Rape is forced sexual intercourse, including vaginal, anal, or oral penetration. Penetration may be by a body part or an object.
Rape victims may be forced through threats or physical means. In about 8 out of 10 rapes, no weapon is used other than physical force. Anyone may be a victim of rape: women, men or children, straight or gay.
Rape is a crime. It is motivated by the need to control, humiliate, and harm. It is not motivated by sexual desire. Rapists use sex as a weapon to dominate and hurt others.
Sexual assault is unwanted sexual contact that stops short of rape or attempted rape. This includes sexual touching and fondling. (Sometimes this term is used interchangeably with rape.)
(Courtesy of RAINN)
I didn’t resist physically – does that mean it isn’t rape?
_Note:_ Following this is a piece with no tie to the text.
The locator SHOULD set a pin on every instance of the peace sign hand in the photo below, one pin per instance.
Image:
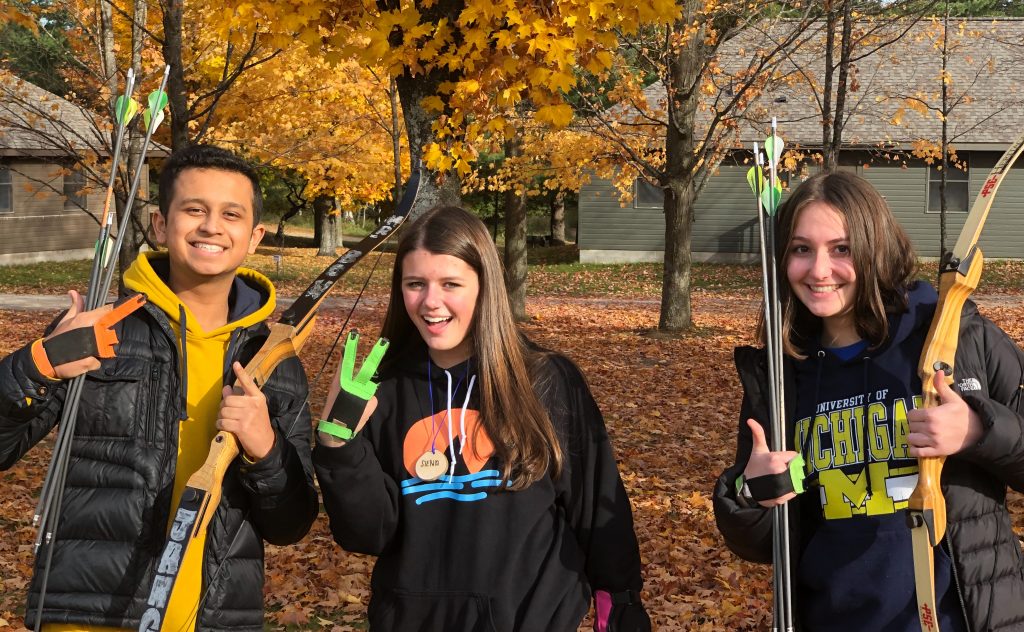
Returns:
(244, 413)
People respond to an assault in different ways. Just because you didn’t resist physically doesn’t mean it wasn’t rape — in fact, many victims make the good judgment that physical resistance would cause the attacker to become more violent. Lack of consent can be express (saying “no”) or it can be implied from the circumstances (for example, if you were under the statutory age of consent, or if you had a mental defect, or if you were afraid to object because the perpetrator threatened you with serious physical injury).
I used to date the person who assaulted me – does that mean it isn’t rape?
Rape can occur when the offender and the victim have a pre-existing relationship (sometimes called “date rape” or “acquaintance rape”), or even when the offender is the victim’s spouse. It does not matter whether the other person is an ex-boyfriend or a complete stranger, and it doesn’t matter if you’ve had sex in the past. If it is nonconsensual this time, it is rape. (But be aware that a few states still have limitations on when spousal rape is a crime.)
I don’t remember the assault – does that mean it isn’t rape?
Just because you don’t remember being assaulted doesn’t necessarily mean it didn’t happen and that it wasn’t rape. Memory loss can result from the ingestion of GHB and other “rape drugs” and from excessive alcohol consumption. That said, without clear memories or physical evidence, it may not be possible to pursue prosecution (talk to your local crisis center or local police for guidance).
I was asleep or unconscious when it happened – does that mean it isn’t rape?
Rape can happen when the victim was unconscious or asleep. If you were asleep or unconscious, then you didn’t give consent. And if you didn’t give consent, then it is rape.
I was drunk or they were drunk - does that mean it isn't rape?
Alcohol and drugs are not an excuse – or an alibi. The key question is still: did you consent or not? Regardless of whether you were drunk or sober, if the sex is nonconsensual, it is rape. However, because each state has different definitions of “nonconsensual”, please contact your local center or local police if you have questions about this. (If you were so drunk or drugged that you passed out and were unable to consent, it was rape. Both people must be conscious and willing participants.)
I thought “no,” but didn’t say it. Is it still rape?
It depends on the circumstances. If you didn’t say no because you were legitimately scared for your life or safety, then it may be rape. Sometimes it isn’t safe to resist, physically or verbally — for example, when someone has a knife or gun to your head, or threatens you or your family if you say anything.